Furthermore, it reinforces the region’s investment culture. Saving and Credit Co-operative Organisations (SACCOs) and community groups, like chamas in Kenya, serve as trusted, grassroots mechanisms of pooling savings. These institutions demonstrate how collective commitment to small-scale investing can thrive when aligned with familiar structures. In 2023, SACCOs recorded KSh 682.19 billion – $7.5 billion – in deposits. As tax-free investment accounts channel these savings into formal securities (such as equities, bonds, and ETFs), East African exchanges will become more liquid and efficient marketplaces.
With greater market depth, trading costs fall and participation rises, a classic network effect, where each new investor enhances the value for others, attracting further engagement. Revitalised exchanges foster robust secondary markets making listings more appealing to firms. This increases capital-raising and in turn boosts corporate profitability to complete the cycle.
Rebuttal to the Tax Revenue Argument
Critics may argue that tax-free investment accounts reduce government revenue, but this perspective misses three crucial realities. First, what does not exist cannot be taxed. No East African country reports tax revenue from capital gains as a separate budget line item. Instead, it is aggregated under ‘Taxes on income, profits and capital gains’. In Kenya, capital gains tax – abolished and only reintroduced in 2015 – accounted for 0.037% of tax revenue in financial year 2018/19. Tax-free investment accounts will expand the entire investment ecosystem, creating taxable activity where little to nothing existed before.

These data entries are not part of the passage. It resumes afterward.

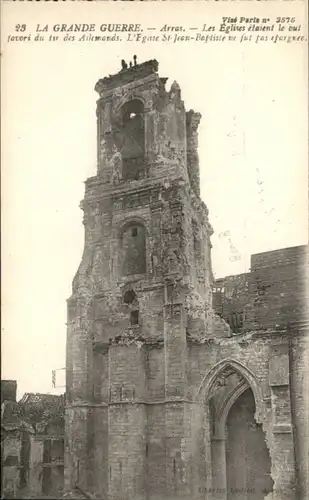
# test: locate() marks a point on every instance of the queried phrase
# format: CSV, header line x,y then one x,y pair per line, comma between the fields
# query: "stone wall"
x,y
153,373
32,437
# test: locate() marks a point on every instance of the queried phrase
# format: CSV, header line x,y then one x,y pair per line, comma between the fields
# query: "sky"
x,y
252,149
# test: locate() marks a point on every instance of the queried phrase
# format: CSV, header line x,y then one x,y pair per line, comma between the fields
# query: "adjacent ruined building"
x,y
165,399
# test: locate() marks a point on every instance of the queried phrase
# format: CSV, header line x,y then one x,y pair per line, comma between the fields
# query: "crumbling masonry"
x,y
163,400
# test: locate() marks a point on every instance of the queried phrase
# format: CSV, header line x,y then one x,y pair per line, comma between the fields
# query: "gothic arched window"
x,y
133,139
134,250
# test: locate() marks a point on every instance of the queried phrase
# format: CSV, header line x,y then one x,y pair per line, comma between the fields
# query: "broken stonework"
x,y
163,393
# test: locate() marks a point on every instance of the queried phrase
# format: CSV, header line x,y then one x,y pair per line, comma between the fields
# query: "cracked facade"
x,y
163,401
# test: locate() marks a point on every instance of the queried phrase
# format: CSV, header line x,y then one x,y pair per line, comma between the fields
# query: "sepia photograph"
x,y
154,250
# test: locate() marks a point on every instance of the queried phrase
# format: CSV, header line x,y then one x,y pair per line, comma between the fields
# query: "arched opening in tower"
x,y
133,139
134,250
248,463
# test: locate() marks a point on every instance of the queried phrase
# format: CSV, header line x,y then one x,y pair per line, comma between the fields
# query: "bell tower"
x,y
143,288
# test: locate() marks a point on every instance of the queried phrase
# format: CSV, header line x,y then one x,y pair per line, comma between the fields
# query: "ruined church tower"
x,y
162,401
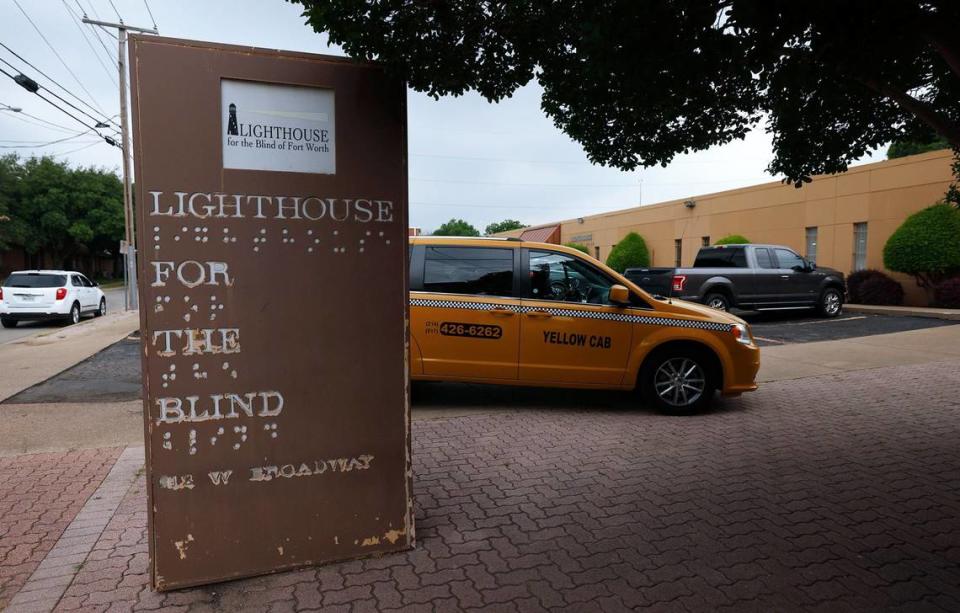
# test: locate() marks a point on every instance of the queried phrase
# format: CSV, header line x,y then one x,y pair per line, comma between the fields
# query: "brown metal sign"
x,y
271,197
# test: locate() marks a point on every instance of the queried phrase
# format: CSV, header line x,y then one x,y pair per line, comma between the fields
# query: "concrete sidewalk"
x,y
801,360
30,360
934,312
832,493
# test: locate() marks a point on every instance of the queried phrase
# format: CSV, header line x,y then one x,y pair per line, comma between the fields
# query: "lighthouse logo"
x,y
283,128
232,121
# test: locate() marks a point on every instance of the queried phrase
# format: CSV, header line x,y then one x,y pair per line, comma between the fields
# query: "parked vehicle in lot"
x,y
755,277
49,294
520,313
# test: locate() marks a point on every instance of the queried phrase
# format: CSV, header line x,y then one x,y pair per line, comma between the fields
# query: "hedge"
x,y
926,245
631,252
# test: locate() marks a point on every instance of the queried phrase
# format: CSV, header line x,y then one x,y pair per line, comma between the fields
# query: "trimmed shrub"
x,y
926,245
881,290
856,279
630,252
947,293
733,239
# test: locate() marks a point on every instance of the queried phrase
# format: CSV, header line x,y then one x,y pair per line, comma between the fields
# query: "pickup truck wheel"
x,y
717,301
679,381
831,302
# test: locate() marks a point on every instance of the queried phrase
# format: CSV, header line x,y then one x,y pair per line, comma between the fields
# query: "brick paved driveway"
x,y
829,493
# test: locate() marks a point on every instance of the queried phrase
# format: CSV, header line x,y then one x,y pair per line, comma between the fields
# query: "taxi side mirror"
x,y
619,295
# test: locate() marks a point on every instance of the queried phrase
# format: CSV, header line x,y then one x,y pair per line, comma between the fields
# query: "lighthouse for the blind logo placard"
x,y
232,121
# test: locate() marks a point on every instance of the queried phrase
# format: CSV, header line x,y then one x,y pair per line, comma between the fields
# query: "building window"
x,y
859,246
811,253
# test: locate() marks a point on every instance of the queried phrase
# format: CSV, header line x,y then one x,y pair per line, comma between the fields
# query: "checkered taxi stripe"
x,y
562,312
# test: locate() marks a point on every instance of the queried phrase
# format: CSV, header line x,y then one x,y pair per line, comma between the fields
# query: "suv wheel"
x,y
74,313
678,381
831,302
717,301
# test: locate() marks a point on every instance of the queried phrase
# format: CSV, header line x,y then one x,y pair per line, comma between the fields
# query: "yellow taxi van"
x,y
505,311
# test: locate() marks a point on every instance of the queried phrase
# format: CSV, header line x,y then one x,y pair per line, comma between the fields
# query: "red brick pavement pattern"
x,y
830,493
39,496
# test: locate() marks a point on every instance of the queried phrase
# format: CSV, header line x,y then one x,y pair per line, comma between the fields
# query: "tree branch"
x,y
921,110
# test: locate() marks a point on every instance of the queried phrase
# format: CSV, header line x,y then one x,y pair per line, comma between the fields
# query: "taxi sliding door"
x,y
568,331
464,311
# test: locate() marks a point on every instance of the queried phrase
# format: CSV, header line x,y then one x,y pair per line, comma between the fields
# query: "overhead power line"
x,y
86,38
35,91
39,121
57,54
102,115
149,12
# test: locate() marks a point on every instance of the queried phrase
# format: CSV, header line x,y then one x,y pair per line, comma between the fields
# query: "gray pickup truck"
x,y
754,277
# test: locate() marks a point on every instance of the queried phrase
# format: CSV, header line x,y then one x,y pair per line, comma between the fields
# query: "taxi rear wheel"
x,y
679,381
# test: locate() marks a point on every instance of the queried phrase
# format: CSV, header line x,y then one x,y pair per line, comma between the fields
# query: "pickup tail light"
x,y
742,334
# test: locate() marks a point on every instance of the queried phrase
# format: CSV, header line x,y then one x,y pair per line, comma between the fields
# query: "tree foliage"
x,y
59,210
733,239
637,83
630,252
503,226
456,227
926,245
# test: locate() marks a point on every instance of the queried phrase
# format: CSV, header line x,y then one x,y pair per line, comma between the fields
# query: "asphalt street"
x,y
113,375
26,328
787,327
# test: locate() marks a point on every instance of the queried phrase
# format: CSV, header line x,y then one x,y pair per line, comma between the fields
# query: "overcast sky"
x,y
468,158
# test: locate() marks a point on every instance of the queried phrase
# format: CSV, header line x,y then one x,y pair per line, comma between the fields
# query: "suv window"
x,y
34,280
557,276
468,270
788,259
764,259
721,257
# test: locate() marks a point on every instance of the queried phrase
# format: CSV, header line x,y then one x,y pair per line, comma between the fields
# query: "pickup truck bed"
x,y
755,277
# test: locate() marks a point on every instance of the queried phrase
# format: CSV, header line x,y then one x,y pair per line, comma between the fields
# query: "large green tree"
x,y
503,226
637,83
59,210
456,227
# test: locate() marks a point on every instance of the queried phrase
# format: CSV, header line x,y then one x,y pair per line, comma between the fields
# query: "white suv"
x,y
49,294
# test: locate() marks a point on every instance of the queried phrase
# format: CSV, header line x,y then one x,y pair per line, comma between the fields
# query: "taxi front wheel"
x,y
678,381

Secondly, the genuine tax windfall emerges not from direct capital gains taxation, but from the powerful multiplier effects that follow. When companies gain access to affordable capital, they expand operations, recruit talent, and drive innovation. They then begin generating substantially higher corporate and income tax revenues while enhancing their competitive position both regionally and globally. This transformation proves especially vital for the small and medium enterprises that form the backbone of East Africa’s economy.

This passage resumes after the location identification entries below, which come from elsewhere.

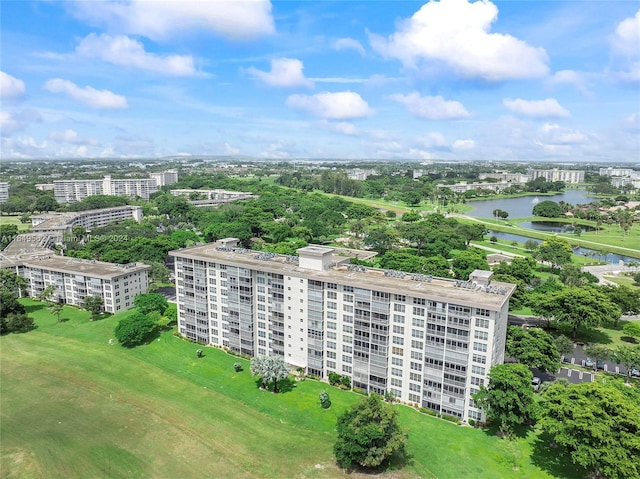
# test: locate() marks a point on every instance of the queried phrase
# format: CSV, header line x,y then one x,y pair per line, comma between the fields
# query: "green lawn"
x,y
14,220
74,406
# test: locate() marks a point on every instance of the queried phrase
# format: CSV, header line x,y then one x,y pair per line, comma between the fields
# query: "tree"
x,y
56,309
271,369
47,293
555,251
508,398
533,347
597,424
465,262
628,356
368,434
19,323
93,304
9,305
548,209
149,302
577,307
134,330
632,330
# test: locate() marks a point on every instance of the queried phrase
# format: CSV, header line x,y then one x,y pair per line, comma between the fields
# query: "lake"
x,y
523,206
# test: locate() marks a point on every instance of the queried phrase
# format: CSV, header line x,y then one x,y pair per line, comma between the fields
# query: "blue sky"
x,y
448,79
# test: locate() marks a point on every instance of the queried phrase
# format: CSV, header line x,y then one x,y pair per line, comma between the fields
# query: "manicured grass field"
x,y
74,406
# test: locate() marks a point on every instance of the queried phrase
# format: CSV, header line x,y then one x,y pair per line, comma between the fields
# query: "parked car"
x,y
535,383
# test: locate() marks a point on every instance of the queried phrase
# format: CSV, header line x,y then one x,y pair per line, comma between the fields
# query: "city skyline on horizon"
x,y
448,80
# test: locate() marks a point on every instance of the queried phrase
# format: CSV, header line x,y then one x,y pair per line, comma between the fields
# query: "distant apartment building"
x,y
426,340
555,174
164,178
610,171
60,224
75,279
4,191
70,191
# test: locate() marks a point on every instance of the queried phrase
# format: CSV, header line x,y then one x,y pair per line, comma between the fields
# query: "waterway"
x,y
522,206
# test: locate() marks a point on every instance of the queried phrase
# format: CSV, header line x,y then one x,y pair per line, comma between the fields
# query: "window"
x,y
482,323
480,347
481,335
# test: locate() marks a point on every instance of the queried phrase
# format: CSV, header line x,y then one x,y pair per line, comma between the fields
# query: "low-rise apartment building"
x,y
427,340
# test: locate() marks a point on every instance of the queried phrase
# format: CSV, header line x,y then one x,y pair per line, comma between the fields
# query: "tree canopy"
x,y
508,398
368,434
597,424
533,347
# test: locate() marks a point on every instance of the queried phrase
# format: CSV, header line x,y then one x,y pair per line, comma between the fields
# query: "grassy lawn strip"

Thirdly, beyond revenue generation, increased access to capital fundamentally reshapes the business landscape in the region. Primarily by reducing the prohibitive cost of capital that currently strangles entrepreneurship. In Tanzania, 83% of new businesses fail, while Uganda sees 80% of startups collapse within their first two years. These devastating failure rates largely stem from the crushing burden of interest rates that make sustainable growth nearly impossible. In Uganda, shilling - denominated debt averaged at interest rate of 19.23% in the second quarter of 2023. Tax-free investment accounts therefore offer a pathway to affordable capital that could dramatically improve these survival odds, transforming East Africa from a region where businesses struggle to survive into one where they thrive.
Conclusion
East Africa stands at a crossroads. The contrast between billions flowing daily through mobile money platforms and the meagre turnover of stock exchanges underscores an opportunity: East Africans are savers and transactors, but not yet investors. Tax-free investment accounts offer a practical and proven pathway to close this gap.
By combining the familiarity of community savings models like SACCOs and chamas with the efficiency of mobile technology and a simple tax shield, the region can democratise wealth-building as well as broaden and deepen its capital markets. Yet this is no silver bullet. The promise of this reform will only be realised if barriers, such as low levels of financial literacy and limited trust in markets, are also addressed.
If East Africa can tackle these challenges while rolling out tax-free accounts, the result is not only healthier exchanges, but a more resilient economy where businesses access affordable domestic capital and households accumulate assets. This is more than a financial reform; it is an opportunity to redefine the relationship between citizens and markets.